Blog | Friday, January 31, 2014

QD: News Every Day--Upper endoscopy may not be used where it's most needed


Upper endoscopy may be underused in patients at high risk for Barrett’s esophagus and certain cancers, and overused for symptomatic reflux, a study suggests.

As a result, overuse of esophagogastroduodenoscopy (EGD) procedures for uncomplicated gastroesophageal reflux disease (GERD) may crowd out detection of esophageal, gastric or duodenal cancers (E/GC), the study concluded.

Researchers conducted a retrospective cohort study using data from the VA. Patients were included if they had ICD-9 codes from 2004 through 2009 for uncomplicated GERD without signs of anemia, decompensated liver disease, gastrointestinal tract [GI] bleeding, celiac disease, any metastatic cancer or any chemotherapy.

Results appeared in a research letter published online first Jan. 27 at JAMA Internal Medicine.

Of nearly a half-million patients with newly diagnosed, uncomplicated GERD, 7.3% had an EGD within a year and 15.4% had an EGD. The yield was 10.1% for Barrett’s esophagus and 0.81% for E/GC.

Males 50 years or older with GERD were less likely to receive an EGD. But, these patients were more likely to be diagnosed as having Barrett’s esophagus or E/GC than women or those younger than 50.

Other factors led to more likelihood of receiving an EGD, including chest pain, dyspepsia, and use of drugs that inhibit gastric acid; the number of VA visits, GI clinic visits or having a rural residence; and receiving care at a facility that conducted a comparatively high number of EDG procedures. However, there was either no association or a decreased likelihood for detecting Barrett’s esophagus and E/GC.

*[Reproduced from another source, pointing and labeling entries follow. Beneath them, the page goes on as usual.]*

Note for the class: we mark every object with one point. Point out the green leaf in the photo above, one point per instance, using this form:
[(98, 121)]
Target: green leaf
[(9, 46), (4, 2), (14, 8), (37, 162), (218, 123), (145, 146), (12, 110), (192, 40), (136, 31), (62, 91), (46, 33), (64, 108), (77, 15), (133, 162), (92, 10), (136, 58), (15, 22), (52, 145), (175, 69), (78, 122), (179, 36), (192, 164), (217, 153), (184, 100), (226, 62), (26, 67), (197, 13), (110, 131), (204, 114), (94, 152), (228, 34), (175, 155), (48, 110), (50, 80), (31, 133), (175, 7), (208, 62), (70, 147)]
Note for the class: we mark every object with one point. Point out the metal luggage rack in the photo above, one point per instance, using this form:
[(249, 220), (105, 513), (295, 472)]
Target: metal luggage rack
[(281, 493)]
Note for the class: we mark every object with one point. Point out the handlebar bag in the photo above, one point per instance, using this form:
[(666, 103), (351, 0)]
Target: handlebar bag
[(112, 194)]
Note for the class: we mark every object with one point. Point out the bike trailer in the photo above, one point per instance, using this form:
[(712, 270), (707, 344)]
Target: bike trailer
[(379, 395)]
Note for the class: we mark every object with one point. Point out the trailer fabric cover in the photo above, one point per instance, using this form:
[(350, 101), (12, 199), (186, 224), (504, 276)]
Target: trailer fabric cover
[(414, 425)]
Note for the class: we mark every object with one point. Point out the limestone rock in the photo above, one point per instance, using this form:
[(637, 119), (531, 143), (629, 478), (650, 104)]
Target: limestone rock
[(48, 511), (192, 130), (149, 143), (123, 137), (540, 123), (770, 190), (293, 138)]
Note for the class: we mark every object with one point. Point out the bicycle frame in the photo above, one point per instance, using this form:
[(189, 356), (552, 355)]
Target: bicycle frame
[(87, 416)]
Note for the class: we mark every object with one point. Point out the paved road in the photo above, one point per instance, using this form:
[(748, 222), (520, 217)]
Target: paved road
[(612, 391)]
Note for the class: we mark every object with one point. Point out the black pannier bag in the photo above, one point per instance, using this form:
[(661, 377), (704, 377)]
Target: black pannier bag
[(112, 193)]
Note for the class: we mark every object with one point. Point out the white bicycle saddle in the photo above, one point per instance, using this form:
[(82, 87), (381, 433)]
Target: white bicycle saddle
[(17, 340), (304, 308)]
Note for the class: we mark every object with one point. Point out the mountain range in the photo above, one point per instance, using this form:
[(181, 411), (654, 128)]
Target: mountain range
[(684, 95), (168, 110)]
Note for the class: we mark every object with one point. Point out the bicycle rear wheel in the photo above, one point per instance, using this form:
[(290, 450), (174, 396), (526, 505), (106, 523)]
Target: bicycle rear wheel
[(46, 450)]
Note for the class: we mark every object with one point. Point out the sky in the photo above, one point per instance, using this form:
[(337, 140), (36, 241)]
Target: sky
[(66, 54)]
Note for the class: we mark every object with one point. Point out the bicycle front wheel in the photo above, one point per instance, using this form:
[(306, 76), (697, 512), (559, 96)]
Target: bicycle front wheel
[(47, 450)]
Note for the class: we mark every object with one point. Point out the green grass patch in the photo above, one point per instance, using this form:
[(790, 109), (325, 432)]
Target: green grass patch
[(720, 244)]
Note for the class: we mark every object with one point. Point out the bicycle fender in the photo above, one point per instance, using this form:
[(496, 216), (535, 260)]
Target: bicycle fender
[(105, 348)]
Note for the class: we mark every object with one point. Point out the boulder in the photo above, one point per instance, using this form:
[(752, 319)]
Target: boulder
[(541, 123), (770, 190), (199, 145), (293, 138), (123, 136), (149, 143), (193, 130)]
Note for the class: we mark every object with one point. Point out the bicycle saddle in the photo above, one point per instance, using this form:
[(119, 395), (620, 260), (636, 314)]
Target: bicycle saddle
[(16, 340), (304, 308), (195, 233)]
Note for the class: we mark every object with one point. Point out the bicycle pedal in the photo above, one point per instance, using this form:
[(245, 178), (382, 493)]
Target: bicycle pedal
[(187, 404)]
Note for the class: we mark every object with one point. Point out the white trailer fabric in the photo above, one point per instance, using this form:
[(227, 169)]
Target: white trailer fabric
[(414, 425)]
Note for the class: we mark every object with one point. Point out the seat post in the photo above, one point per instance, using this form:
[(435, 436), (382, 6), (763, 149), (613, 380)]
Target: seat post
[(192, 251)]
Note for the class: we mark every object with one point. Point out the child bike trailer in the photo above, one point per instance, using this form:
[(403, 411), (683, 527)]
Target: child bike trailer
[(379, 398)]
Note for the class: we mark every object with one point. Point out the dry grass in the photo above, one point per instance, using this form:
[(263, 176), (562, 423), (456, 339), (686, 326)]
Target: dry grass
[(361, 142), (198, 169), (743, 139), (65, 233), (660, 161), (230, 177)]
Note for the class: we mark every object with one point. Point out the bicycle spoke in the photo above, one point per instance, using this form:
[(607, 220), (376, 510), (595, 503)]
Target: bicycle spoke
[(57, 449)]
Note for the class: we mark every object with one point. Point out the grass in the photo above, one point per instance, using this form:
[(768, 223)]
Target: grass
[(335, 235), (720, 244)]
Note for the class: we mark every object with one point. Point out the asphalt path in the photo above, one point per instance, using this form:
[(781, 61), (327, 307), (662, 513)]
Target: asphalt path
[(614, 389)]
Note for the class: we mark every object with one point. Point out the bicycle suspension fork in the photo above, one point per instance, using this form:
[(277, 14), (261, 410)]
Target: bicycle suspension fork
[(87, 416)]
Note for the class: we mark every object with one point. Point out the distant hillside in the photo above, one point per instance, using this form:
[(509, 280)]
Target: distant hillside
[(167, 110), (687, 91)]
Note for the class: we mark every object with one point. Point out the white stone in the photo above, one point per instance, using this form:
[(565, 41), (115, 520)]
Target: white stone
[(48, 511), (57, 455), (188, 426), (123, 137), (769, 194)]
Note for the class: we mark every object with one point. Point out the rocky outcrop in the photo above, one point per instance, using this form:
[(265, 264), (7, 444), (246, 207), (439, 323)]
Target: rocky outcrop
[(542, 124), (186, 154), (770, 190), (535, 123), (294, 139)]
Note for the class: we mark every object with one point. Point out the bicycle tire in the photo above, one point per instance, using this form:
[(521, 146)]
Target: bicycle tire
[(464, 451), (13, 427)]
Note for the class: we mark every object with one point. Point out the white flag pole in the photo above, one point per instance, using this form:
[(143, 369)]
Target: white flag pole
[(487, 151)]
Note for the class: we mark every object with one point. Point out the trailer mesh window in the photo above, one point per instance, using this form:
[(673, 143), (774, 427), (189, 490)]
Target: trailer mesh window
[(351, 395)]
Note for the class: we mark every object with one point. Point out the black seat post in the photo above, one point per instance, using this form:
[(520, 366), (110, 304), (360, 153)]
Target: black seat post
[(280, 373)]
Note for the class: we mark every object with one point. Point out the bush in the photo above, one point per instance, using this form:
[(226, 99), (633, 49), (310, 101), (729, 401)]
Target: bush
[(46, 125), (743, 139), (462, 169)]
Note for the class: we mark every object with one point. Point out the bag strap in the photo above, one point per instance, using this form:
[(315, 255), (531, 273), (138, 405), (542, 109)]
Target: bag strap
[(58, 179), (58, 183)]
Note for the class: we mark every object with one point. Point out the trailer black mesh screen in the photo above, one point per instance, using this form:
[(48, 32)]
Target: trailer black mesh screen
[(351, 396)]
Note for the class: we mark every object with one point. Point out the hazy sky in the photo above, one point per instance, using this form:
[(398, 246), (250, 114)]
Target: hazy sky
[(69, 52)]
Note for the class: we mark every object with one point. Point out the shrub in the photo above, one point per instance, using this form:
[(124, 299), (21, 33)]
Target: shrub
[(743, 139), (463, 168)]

The results suggest potential underutilization of EGD among high-risk patients and overutilization in low-risk patients. “Given the high Barrett’s esophagus and/or E/GC prevalence (11%) at the time of EGD, this mismatch between high-risk groups and likelihood of receiving EGD may contribute to missed opportunities for conducting effective screening EGD,” the authors wrote.

Instead, EGD is likely to be performed to address symptomatic GERD or other unclear complaints more often than screening for Barrett’s esophagus and cancer, even though the value of such a procedure for those symptoms is unknown. “The volume of EGD performed in this low-risk population may crowd out availability for screening and surveillance EGD in higher-risk patients,” the authors noted.